Hydrogen+. Pouvez-vous nous parler de votre technologie réversible d’électrolyseur haute température pour la production d’hydrogène décarboné ?
Florence Lambert. La technologie est fondée sur la maîtrise de la physique thermodynamique : plutôt que d’électrolyser de l’eau liquide, nous électrolysons de l’eau vaporisée, ce qui est beaucoup plus efficace. La haute température (700 à 800 degrés) offre un véritable intérêt, car elle permet d’utiliser moins d’énergie pour produire de l’hydrogène. Nous disposons de surchauffeurs pour provoquer la réaction et de boîtes hermétiques ; ensuite, la réaction exothermique fonctionne toute seule. Cette étape de maîtrise thermodynamique nous permet de nous positionner dans des conditions favorables avec 15 % de rendement en plus par rapport à de l’alcalin. Dans l’industrie, marché prioritaire de Genvia, nous avons régulièrement à disposition de la chaleur fatale. À partir de 150 °C de chaleur fatale, vous obtenez ainsi 15 % de rendement supplémentaires. Nous obtenons donc un différentiel de 30 % de rendement au total par rapport aux autres technologies d’électrolyse.
Nous ne sommes pas les seuls à développer cette technologie. En revanche, nous disposons de sérieux atouts avec plus de 40 brevets déposés par le CEA, notre partenaire et actionnaire, ce qui nous place parmi les leaders mondiaux. De plus, nous nous sommes associés avec l’industriel Schlumberger, connu pour son ingénierie et ses sites de production. Genvia a été créé en mars 2021, a commencé à produire en octobre 2021 et aura sa ligne pilote à l’été 2022. Tout va donc très vite. Nous sommes certes encore une entreprise jeune, mais notre partenaire, la région Occitanie, et nos deux autres actionnaires, Vicat et Vinci, nous permettent d’accélérer. La décarbonation de l’industrie est quelque chose de très important. Si l’on veut préserver les emplois locaux, il faut justement pouvoir proposer des solutions de décarbonation ou utiliser l’hydrogène décarboné sur les sites de production. C’est au sein de ces créneaux que nous opérons.

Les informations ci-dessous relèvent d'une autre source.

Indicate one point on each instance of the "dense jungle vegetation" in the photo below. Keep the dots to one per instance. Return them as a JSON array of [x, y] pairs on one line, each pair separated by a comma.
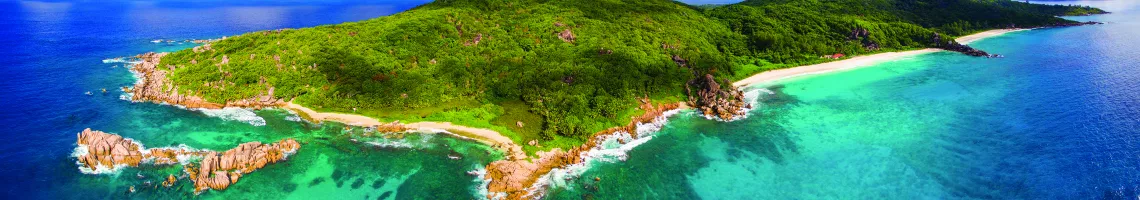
[[564, 69]]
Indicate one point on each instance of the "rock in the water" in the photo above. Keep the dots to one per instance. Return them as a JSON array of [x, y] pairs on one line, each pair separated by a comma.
[[710, 100], [102, 152]]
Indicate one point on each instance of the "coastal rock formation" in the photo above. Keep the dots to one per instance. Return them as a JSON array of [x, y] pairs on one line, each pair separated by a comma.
[[154, 86], [711, 101], [100, 152], [106, 151], [954, 46], [218, 172], [514, 176]]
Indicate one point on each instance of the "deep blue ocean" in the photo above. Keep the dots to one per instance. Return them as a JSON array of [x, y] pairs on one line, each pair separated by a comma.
[[1057, 118]]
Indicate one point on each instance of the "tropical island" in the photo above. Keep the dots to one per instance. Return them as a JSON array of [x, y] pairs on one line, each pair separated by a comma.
[[543, 80]]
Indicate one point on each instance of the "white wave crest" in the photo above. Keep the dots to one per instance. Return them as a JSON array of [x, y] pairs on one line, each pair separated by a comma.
[[392, 144], [612, 148], [235, 114], [99, 169]]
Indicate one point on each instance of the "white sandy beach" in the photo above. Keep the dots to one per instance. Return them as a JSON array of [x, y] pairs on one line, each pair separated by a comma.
[[493, 137], [486, 136], [855, 62]]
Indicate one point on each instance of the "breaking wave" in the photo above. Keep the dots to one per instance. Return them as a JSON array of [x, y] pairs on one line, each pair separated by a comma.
[[235, 114], [611, 148]]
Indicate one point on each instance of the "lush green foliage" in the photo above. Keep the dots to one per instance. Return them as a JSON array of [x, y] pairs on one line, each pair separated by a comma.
[[494, 63]]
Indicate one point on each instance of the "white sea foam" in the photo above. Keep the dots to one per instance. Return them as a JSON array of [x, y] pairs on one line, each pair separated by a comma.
[[235, 114], [392, 144], [115, 60], [99, 169], [481, 183], [612, 148]]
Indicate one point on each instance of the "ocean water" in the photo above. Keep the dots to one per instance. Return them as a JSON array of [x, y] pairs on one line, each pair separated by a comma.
[[57, 52], [1057, 118]]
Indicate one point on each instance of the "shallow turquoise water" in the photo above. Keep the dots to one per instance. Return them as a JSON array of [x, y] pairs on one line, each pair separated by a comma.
[[1056, 119]]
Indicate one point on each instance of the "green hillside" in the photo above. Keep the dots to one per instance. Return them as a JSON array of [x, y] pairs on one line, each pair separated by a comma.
[[564, 69]]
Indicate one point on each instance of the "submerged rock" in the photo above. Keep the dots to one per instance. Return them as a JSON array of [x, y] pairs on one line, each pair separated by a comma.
[[102, 152]]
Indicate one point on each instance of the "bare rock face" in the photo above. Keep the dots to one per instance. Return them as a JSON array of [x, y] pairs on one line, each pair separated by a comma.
[[216, 170], [711, 101], [156, 87], [106, 151]]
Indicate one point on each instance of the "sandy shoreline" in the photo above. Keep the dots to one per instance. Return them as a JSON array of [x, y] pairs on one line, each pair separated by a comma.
[[855, 62], [495, 138], [486, 136]]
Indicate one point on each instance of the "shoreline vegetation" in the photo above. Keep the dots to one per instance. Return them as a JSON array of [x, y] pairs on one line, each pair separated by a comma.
[[857, 61], [556, 76]]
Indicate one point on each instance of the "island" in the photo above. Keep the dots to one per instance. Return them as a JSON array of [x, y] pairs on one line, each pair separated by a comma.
[[545, 81]]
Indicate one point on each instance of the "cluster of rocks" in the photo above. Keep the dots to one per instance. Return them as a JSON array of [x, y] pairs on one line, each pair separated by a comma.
[[711, 101], [107, 151], [954, 46], [219, 170], [216, 170], [156, 87], [515, 175]]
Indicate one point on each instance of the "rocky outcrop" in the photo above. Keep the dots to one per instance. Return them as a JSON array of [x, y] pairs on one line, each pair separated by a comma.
[[514, 176], [219, 170], [710, 100], [106, 151], [102, 152], [155, 86]]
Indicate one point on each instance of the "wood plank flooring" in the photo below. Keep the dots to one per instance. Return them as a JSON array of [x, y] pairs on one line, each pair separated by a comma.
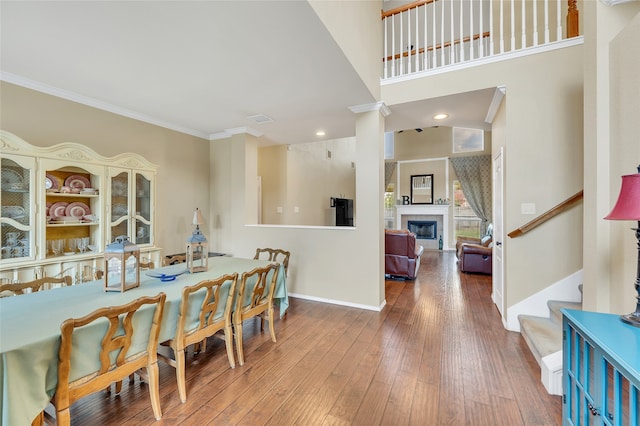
[[436, 355]]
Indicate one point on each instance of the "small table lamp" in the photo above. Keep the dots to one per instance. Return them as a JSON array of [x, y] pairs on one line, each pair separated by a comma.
[[628, 208], [197, 247], [122, 265]]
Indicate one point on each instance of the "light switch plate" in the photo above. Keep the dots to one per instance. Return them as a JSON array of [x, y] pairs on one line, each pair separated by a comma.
[[528, 208]]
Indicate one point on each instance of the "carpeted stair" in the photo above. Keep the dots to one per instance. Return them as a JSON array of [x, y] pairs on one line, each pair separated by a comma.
[[544, 338]]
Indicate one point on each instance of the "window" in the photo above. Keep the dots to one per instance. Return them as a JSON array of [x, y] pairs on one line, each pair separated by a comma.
[[466, 223], [467, 140], [389, 206]]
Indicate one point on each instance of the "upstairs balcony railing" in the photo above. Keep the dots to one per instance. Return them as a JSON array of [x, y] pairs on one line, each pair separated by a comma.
[[433, 34]]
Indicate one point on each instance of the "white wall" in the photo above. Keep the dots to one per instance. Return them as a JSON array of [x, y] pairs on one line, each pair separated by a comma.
[[611, 150], [344, 265], [543, 138], [183, 167]]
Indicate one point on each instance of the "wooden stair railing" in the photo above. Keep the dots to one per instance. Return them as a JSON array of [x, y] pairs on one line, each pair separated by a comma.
[[562, 207]]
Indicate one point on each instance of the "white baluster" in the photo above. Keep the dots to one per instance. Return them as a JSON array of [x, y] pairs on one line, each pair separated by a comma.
[[452, 37], [481, 39], [442, 34], [417, 59], [491, 28], [461, 31], [426, 52], [535, 23], [471, 49], [393, 46], [502, 26], [401, 45], [409, 41], [386, 41], [433, 56]]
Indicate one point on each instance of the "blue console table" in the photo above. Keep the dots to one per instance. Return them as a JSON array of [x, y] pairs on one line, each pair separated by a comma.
[[601, 370]]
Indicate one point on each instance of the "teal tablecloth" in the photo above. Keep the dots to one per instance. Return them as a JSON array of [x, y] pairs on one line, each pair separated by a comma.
[[30, 329]]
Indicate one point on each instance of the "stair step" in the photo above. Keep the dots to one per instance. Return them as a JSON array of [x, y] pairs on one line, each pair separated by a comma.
[[543, 335], [556, 305]]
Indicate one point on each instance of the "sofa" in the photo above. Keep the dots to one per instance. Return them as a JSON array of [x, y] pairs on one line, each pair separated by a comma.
[[475, 255], [401, 254]]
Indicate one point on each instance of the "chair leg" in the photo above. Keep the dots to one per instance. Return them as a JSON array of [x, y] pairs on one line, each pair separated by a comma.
[[228, 342], [180, 375], [239, 349], [272, 328], [154, 389], [63, 417]]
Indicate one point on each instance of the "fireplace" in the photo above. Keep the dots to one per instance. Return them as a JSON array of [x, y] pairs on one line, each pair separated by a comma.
[[424, 229]]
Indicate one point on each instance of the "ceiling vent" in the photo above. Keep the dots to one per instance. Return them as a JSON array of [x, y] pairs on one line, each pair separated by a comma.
[[260, 118]]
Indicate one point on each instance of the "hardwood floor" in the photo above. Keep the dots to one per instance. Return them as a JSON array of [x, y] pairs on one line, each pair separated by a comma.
[[436, 355]]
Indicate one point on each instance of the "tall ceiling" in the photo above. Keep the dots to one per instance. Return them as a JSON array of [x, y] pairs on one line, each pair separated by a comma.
[[199, 67]]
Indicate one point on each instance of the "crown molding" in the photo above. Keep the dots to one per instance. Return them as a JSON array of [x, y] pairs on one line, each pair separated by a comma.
[[85, 100], [377, 106], [495, 103]]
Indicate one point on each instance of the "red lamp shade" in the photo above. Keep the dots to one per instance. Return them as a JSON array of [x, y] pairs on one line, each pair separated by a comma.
[[628, 205]]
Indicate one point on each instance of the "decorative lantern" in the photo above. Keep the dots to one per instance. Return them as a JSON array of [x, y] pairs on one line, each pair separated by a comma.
[[197, 247], [122, 265]]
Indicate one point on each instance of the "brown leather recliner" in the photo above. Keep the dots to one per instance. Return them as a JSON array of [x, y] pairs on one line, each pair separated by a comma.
[[401, 254], [475, 254]]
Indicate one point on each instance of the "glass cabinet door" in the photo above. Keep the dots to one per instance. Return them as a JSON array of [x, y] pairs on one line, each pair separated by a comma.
[[131, 206], [17, 201], [120, 220], [142, 218]]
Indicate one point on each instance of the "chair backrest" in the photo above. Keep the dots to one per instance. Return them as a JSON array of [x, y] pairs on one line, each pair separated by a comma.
[[255, 291], [35, 285], [274, 255], [114, 344], [214, 300], [146, 265], [171, 260]]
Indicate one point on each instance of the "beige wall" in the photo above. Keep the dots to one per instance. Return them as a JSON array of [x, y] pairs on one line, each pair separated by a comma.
[[431, 143], [355, 25], [183, 168], [609, 152], [625, 158], [543, 156], [301, 178], [327, 263]]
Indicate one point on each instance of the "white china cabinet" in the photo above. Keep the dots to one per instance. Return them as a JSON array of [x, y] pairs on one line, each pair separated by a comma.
[[62, 205]]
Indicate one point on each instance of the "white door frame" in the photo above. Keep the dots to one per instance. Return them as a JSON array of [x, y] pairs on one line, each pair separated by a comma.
[[497, 293]]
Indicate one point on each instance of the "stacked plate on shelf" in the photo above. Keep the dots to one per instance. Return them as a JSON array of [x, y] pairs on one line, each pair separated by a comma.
[[63, 212]]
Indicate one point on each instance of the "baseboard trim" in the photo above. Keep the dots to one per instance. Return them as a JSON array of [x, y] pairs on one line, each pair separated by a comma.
[[340, 302], [567, 289], [551, 373]]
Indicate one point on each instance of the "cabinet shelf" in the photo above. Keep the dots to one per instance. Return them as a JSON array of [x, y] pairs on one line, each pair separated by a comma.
[[60, 225]]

Quelles sont les prochaines étapes de développement pour Genvia ?
Nous sommes dans une phase de multiples développements avec l’arrivée à maturité de notre technologie, le lancement de la ligne pilote automatisée cet été et l’ouverture de nos premiers démonstrateurs avec nos partenaires dans les deux années qui viennent. Notre gigafactory sera lancée en 2024 et tournera à plein régime en 2029–2030. Elle générera 500 emplois directs et plus du double d’emplois indirects.
Notre travail est intégré dans l’initiative PIIEC hydrogène (projet important d’intérêt européen commun) qui sera lancée cet été. Mais au-delà de sa propre aventure, Genvia doit fédérer les forces et entraîner tout un écosystème, par exemple en créant des emplois à proximité des sites lorsque cela est possible. Nos objectifs sont multiples, et l’un d’entre eux est de nous concentrer sur le développement des écosystèmes locaux, également en ce qui concerne le contenu carbone que nous produisons et que nous voulons rendre vertueux. Or nous avons l’avantage d’être peu dépendants aux matériaux critiques et nos essais pour les recycler sont concluants.